Bitcoin Predicted to Soar in Q3 2025

Bitcoin Predicted to Soar in Q3 2025

Bitcoin predicted to reach a new all-time high of $137,000 by mid-to-late 2025 as both technical indicators and macroeconomic trends align in its favor. Analysts attribute the forecast to a bullish breakout setup on charts and over $500 billion in fresh liquidity injected into markets by the U.S. Treasury.

Analyst Highlights Bullish Chart Setup for Bitcoin

Renowned market analyst Titan of Crypto pointed to a bullish pennant forming on Bitcoin’s daily chart—a classic pattern that often leads to explosive price gains. Based on the formation, Titan expects Bitcoin to hit $137,000 between July and August 2025.

Before the uptrend can materialize, however, Bitcoin needs to reclaim key exponential moving averages. Price action faces strong resistance at the 50-day, 100-day, and 200-day EMAs. A close above these levels would confirm upward momentum and open the door for a rally into six-digit territory.

Bitcoin predicted

Liquidity From U.S. Treasury Drives Bitcoin Optimism

Beyond chart patterns, macroeconomic dynamics play a crucial role in Bitcoin’s potential rally. Since February, the U.S. Treasury has drawn down over $500 billion from its Treasury General Account (TGA), unleashing that liquidity into financial markets.

The drawdown followed the government’s debt ceiling breach on January 2, 2025, which forced the Treasury to tap reserve funds to continue operations. As a result, net Federal Reserve liquidity surged to $6.3 trillion, providing a favorable backdrop for risk assets like Bitcoin.

Why the Treasury General Account Influences Crypto

The TGA acts as the U.S. government’s operational account at the Federal Reserve, managing daily expenses and revenue. A decline in its balance increases overall market liquidity, boosting capital availability.

Economist Tomas noted that the TGA balance fell from $842 billion to $342 billion since February 12. If current trends continue, the drawdown may exceed $600 billion by April’s end, potentially reaching even higher if political talks delay a debt ceiling resolution.

Tax Season May Temporarily Slow Down Rally

Tomas added that tax season could briefly pull liquidity out of markets. However, he expects the Treasury to resume injecting cash in May. If this pace continues, net liquidity could reach $6.6 trillion by Q3—fueling more upside for Bitcoin.

Bitcoin’s Strong Link With Global Liquidity Confirmed

According to analyst Lyn Alden, Bitcoin serves as a reliable gauge of global liquidity. Her research found that Bitcoin’s price direction aligns with global liquidity trends 83% of the time across 12-month periods—beating gold, the S&P 500, and other benchmarks in correlation.

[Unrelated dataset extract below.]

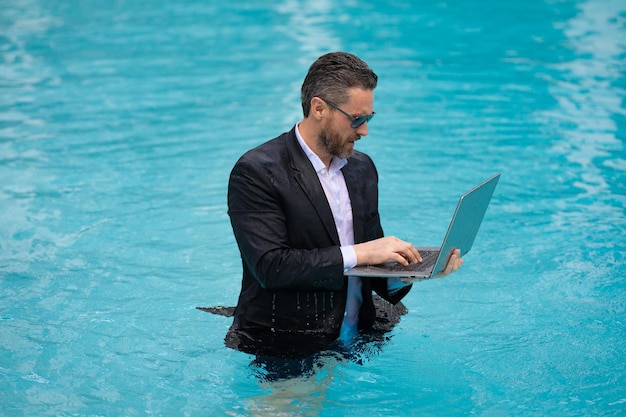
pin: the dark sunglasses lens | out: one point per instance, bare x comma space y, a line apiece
360, 120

Historical liquidity surges, including TGA reductions in 2022 and 2023, sparked similar crypto rallies. A repeat of this cycle may again lift Bitcoin and altcoins, especially as investors return to high-risk assets.

Resistance Remains, but Market Momentum Grows

Despite favorable conditions, Bitcoin still battles resistance at major technical levels. Titan of Crypto emphasized the need for a daily close above key EMAs to confirm a trend reversal.

If Bitcoin holds above its 200-day EMA and gains volume, institutional interest could follow. This influx of capital might amplify Bitcoin’s climb as technical and macro factors converge.

Six-Figure Bitcoin Target Backed by Key Drivers

Here are the core elements supporting the $137,000 price target:

  • Bullish pennant pattern signaling upward breakout
  • Resistance clearance above 200-day EMA needed
  • $600B+ liquidity surge from Treasury drawdown
  • Net Fed liquidity could rise to $6.6 trillion
  • 83% historical correlation with global liquidity levels
  • Renewed investor interest in crypto and risk assets

Conclusion: Bitcoin’s Big Move Hinges on Breakout and Cash

Bitcoin predicted to achieve $137,000 by Q3 2025 if it clears technical resistance and if the U.S. Treasury continues pumping liquidity into the system. Should both conditions align, Bitcoin may not only surpass its $69,000 all-time high, but also reinforce its role as a prime asset in high-liquidity environments.